Ceuta and Melilla: Spain in Morocco
I love Spain, and their outpost communities of Ceuta and Melilla have always fascinated me. I love wandering through some of Spain’s more curious regions, and their outposts in Morocco certainly fit that category.
In normal times, I wander extensively, and hope to do so again; in the meantime, I travel more sedately, and live on the memories and photographs from past journeys.
Spain, however, always seems to rise to the top; I love the Costa Brava, although I dislike most of the Costa del Sol immensely. I adore Madrid and Barcelona, and love exploring the green, northwest of the country. The arid plains and ancient towns of the Eastern province on Extremadura are intoxicating, as indeed is the extraordinary variety of wine available through out this remarkable country.
Two towns, however, have always stood out. Partly because of their deeply quirky nature, their geographic peculiarity and simply because they appear to make no sense.
Ceuta and Melilla lie on the Moroccan coast; they are, as is Gibraltar, historical anachronisms and military garrisons. They each have a population of about 90,000 and interact with their Moroccan neighbours is a curiously effective, if complex, way.
Ceuta is the more accessible. It is only an hour’s ferry ride from the southern Spanish port of Algeciras, and lies about an hours’ drive from Tangier.
It has been important for ever.
From the Phoenician times, access to the Mediterranean has been a military goal, and control of the Pillars of Hercules, the high lands on either side of the straits, a vital strategic ambition. As was the way of the world for many centuries, a succession of conquerors took Ceuta, with the latest switch being in 1668 when the Spanish finally wrestled the city from Portuguese control.
Since then, Spanish culture has firmly taken root, and for visitors, Ceuta is an intriguing glimpse into the close but intricate relationship that Iberia has had with Morocco for centuries.

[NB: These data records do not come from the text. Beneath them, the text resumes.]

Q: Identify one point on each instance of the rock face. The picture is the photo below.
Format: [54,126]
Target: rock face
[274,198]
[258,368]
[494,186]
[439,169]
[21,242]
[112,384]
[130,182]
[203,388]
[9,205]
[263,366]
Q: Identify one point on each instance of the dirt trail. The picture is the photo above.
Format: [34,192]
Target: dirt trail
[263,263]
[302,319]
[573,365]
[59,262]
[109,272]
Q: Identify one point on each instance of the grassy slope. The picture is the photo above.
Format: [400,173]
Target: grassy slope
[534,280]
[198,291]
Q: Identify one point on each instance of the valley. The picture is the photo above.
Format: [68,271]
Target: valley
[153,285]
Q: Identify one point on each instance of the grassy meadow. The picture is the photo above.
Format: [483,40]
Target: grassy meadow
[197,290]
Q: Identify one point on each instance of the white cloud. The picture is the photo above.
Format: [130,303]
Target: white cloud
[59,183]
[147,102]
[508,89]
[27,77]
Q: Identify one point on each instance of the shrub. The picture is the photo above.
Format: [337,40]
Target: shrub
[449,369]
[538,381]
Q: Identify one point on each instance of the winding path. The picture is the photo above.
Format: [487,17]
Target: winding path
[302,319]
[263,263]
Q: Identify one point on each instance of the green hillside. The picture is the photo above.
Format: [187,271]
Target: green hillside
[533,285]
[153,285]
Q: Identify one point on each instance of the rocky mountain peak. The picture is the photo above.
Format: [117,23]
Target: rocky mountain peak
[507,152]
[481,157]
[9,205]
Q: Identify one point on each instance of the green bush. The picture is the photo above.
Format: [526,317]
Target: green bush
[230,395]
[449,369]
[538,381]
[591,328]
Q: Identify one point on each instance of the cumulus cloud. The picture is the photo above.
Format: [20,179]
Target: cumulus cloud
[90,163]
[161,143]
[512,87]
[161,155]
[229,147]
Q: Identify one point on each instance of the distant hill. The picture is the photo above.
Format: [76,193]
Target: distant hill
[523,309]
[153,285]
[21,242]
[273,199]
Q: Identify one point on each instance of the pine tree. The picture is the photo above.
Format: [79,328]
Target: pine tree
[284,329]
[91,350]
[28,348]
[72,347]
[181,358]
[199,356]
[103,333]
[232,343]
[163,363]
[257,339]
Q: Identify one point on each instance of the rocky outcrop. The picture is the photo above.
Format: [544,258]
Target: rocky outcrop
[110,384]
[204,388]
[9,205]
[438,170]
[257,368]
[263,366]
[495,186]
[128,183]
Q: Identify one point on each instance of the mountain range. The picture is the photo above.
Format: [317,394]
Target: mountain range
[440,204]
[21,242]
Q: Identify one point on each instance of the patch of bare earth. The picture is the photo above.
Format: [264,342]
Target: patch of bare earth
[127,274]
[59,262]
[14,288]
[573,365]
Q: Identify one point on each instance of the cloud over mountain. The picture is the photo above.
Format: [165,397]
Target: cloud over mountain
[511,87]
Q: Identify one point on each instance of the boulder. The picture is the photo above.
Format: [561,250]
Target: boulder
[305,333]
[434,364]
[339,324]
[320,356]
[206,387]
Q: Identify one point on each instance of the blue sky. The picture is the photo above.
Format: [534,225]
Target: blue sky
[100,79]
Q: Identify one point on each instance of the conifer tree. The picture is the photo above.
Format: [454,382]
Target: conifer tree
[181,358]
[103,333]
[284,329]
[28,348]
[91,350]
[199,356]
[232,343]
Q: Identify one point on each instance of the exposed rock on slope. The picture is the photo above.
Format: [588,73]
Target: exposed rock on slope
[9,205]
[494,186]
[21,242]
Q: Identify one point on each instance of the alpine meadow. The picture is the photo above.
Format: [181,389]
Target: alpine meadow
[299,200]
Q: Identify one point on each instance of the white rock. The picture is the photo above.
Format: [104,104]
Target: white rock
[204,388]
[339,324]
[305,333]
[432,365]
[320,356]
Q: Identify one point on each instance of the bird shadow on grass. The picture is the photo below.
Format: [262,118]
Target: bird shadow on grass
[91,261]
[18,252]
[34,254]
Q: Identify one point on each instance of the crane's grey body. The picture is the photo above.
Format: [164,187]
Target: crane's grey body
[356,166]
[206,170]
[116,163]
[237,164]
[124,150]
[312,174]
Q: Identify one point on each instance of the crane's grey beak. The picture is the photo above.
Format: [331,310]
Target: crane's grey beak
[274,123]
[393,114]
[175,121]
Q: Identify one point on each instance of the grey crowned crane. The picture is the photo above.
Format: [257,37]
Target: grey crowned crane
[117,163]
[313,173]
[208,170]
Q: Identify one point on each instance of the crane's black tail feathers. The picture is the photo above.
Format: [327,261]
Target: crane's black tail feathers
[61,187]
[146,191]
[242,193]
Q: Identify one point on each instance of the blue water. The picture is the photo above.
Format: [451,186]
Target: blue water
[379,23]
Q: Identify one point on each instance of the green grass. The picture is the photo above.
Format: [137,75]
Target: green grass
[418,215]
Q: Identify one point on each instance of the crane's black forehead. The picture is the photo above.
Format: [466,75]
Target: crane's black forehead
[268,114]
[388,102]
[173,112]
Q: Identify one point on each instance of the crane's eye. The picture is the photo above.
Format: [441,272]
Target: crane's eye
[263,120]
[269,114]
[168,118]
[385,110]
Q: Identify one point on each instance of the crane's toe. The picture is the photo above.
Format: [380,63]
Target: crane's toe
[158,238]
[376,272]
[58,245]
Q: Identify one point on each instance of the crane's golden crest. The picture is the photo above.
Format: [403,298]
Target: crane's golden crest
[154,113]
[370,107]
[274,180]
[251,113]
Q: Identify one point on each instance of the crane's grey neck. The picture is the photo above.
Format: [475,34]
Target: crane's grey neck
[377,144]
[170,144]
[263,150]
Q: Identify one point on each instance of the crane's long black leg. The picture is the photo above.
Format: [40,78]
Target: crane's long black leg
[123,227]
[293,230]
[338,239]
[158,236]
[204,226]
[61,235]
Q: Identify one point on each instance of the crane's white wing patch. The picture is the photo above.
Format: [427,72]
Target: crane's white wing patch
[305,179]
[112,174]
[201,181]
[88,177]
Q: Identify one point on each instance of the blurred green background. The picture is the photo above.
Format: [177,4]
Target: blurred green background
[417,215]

Today, the city is most clearly a thriving entrepôt, with thousands of Moroccan women crossing daily to take advantage of Ceuta’s tax-free status. For visitors, it must be admitted, activity is limited; however, for simply wandering through the town, exploring the castle and wondering at the concept of 90,000 Spanish folks living in Morocco it takes some beating.

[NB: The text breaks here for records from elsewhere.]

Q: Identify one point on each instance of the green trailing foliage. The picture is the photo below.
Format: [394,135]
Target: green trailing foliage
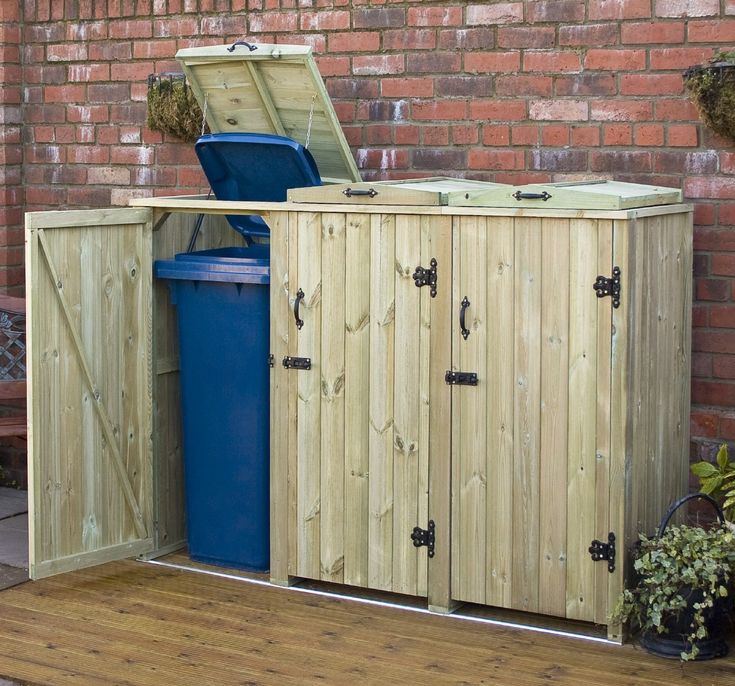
[718,480]
[711,87]
[172,107]
[687,569]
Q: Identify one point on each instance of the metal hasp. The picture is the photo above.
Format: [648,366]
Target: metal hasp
[604,551]
[604,286]
[297,363]
[426,277]
[461,378]
[425,537]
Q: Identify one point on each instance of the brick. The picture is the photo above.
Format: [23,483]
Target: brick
[588,35]
[526,37]
[377,64]
[562,110]
[505,160]
[557,11]
[719,31]
[682,135]
[495,13]
[551,61]
[521,86]
[407,88]
[435,16]
[464,86]
[558,160]
[585,84]
[615,60]
[491,62]
[418,39]
[362,41]
[434,62]
[649,33]
[680,9]
[618,162]
[498,110]
[325,21]
[378,18]
[275,22]
[439,110]
[618,9]
[621,110]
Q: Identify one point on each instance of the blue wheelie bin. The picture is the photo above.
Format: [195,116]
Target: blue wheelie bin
[222,303]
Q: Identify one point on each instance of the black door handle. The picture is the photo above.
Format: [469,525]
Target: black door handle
[464,305]
[299,298]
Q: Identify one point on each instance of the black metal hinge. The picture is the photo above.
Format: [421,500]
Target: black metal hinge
[604,286]
[425,537]
[426,277]
[604,551]
[297,362]
[461,378]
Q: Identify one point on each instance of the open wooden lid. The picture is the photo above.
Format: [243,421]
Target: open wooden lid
[571,195]
[273,89]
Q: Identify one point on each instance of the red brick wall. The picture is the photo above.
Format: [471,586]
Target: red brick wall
[508,91]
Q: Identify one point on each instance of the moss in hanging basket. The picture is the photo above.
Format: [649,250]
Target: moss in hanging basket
[712,89]
[172,107]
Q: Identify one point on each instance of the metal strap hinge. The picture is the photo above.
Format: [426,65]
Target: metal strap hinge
[604,551]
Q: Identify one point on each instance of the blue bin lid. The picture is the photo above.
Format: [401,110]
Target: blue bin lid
[254,166]
[229,265]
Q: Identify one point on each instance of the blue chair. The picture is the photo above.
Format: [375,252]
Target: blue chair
[254,166]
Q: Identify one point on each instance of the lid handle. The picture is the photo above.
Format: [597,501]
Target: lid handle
[249,46]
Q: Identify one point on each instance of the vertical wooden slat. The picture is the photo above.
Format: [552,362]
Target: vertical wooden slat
[280,418]
[309,396]
[582,418]
[357,407]
[554,416]
[332,479]
[440,341]
[500,389]
[527,416]
[382,325]
[406,404]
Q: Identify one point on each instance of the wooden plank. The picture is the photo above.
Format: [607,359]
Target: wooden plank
[280,421]
[501,388]
[526,423]
[332,480]
[555,322]
[437,243]
[357,405]
[406,433]
[382,327]
[309,396]
[582,419]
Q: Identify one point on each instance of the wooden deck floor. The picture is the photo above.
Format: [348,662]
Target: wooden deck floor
[135,623]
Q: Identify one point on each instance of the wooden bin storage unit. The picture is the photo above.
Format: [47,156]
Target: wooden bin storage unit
[574,427]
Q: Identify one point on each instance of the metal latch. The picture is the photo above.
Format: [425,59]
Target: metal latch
[604,551]
[425,537]
[297,362]
[461,378]
[426,277]
[604,286]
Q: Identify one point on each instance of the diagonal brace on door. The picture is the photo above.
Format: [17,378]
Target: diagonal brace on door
[98,404]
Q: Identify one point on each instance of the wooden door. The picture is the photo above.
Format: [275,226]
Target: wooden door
[531,442]
[352,453]
[88,286]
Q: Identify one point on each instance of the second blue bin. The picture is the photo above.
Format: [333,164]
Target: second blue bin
[221,297]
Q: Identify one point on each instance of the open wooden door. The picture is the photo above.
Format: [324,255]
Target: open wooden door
[88,289]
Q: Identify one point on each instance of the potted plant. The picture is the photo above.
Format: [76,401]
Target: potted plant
[711,87]
[684,588]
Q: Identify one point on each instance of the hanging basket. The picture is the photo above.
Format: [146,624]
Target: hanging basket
[172,107]
[711,87]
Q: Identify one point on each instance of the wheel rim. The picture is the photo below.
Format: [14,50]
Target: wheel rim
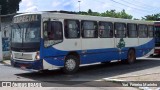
[70,64]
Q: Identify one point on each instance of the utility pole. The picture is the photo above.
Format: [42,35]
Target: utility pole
[1,52]
[79,6]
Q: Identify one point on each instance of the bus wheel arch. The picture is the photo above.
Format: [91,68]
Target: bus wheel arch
[72,62]
[131,56]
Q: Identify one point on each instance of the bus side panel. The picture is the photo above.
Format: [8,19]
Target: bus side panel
[99,55]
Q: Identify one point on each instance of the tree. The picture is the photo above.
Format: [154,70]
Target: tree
[9,6]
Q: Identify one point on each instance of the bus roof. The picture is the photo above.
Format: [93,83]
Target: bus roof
[57,15]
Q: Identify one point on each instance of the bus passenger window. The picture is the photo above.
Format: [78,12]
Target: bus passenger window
[132,30]
[53,34]
[89,29]
[150,31]
[142,29]
[105,30]
[120,30]
[71,28]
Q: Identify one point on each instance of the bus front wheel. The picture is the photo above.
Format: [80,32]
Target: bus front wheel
[131,57]
[71,64]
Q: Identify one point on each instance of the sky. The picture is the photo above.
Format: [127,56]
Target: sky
[136,8]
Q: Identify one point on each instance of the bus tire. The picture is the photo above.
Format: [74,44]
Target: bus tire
[131,57]
[71,64]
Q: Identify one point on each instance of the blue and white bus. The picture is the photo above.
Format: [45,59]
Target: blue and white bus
[44,41]
[157,38]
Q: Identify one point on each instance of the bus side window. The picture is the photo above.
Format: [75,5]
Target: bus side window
[132,30]
[53,33]
[142,31]
[151,31]
[71,28]
[105,30]
[120,30]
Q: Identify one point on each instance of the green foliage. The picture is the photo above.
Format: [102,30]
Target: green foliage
[9,6]
[153,17]
[111,13]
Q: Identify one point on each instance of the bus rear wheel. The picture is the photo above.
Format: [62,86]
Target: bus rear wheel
[131,57]
[71,64]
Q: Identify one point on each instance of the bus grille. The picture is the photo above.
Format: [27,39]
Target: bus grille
[23,56]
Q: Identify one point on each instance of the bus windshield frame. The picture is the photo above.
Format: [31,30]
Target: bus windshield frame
[26,35]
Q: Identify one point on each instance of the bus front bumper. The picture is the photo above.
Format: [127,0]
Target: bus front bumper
[35,65]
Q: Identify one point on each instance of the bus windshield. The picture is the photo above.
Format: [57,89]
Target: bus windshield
[26,33]
[25,36]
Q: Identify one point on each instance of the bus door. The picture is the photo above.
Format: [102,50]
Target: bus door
[143,39]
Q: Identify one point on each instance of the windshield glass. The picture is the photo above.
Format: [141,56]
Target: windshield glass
[157,35]
[157,31]
[26,32]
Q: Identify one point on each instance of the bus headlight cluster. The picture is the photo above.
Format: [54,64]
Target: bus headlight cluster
[37,57]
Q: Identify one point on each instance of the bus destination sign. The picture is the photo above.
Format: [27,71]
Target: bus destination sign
[26,18]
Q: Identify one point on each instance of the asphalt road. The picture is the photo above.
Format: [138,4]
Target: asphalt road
[87,74]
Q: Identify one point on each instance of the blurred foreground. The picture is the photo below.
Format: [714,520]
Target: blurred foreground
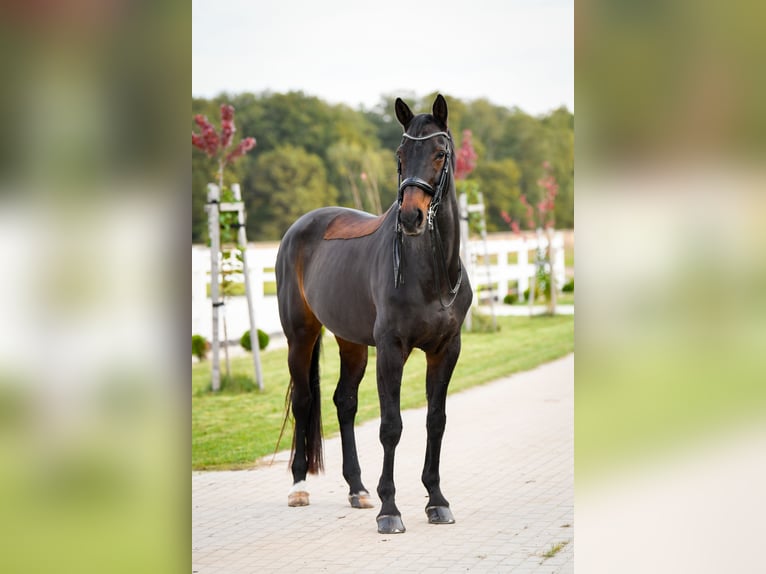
[671,309]
[93,423]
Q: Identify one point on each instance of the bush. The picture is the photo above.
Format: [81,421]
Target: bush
[510,299]
[199,347]
[263,340]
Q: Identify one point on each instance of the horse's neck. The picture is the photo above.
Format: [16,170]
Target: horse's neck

But it is beaten, I think, by Melilla.
Lying some 400 kilometres southwest of Ceuta, Melilla is quite a different story. Primarily, of course, because of its distance from Spain and its position near the western edge of Morocco.
Melilla is slow; it is parochial and it is irritating. Nobody in their tourism office speaks English, which might appear to be a churlish observation, but does reflect the rarity and improbability of English-speaking assistance being required. Which was a pity, and it would have been helpful to me.
What was dramatic, however, was the architecture, and in particular the rich collection of Modernist buildings, liberally sprinkled through the city. Enrique Nieto, not really a household name but a fine architect, was an acolyte of Gaudi, and moved from Barcelona in 1909, making Melilla his home. His work, and this of his followers, is gorgeous, and adds to the stately feel of the city’s major boulevards and the old centre.
There are shops and restaurants that have operated for decades; little incursion by global brands and an generally comfortable feeling of having stepped back into a quieter and more peaceful era.
The local bus waddles around town, and for the single Euro that is demanded as a fare, one can see everything. From the Spanish Legion fort high above the town with their rather comically dressed soldiers, to the bustling markets of the border streets, Melilla is its own city. It is old and new, contemporary and historic, ordinary and curious, and quite fascinating.
We will, I am sure travel again; and should your wanderings take you to Spain, a side trip for two or three days to one of Spain’s Moroccan “possessions” could prove to be a surprise highlight of the journey.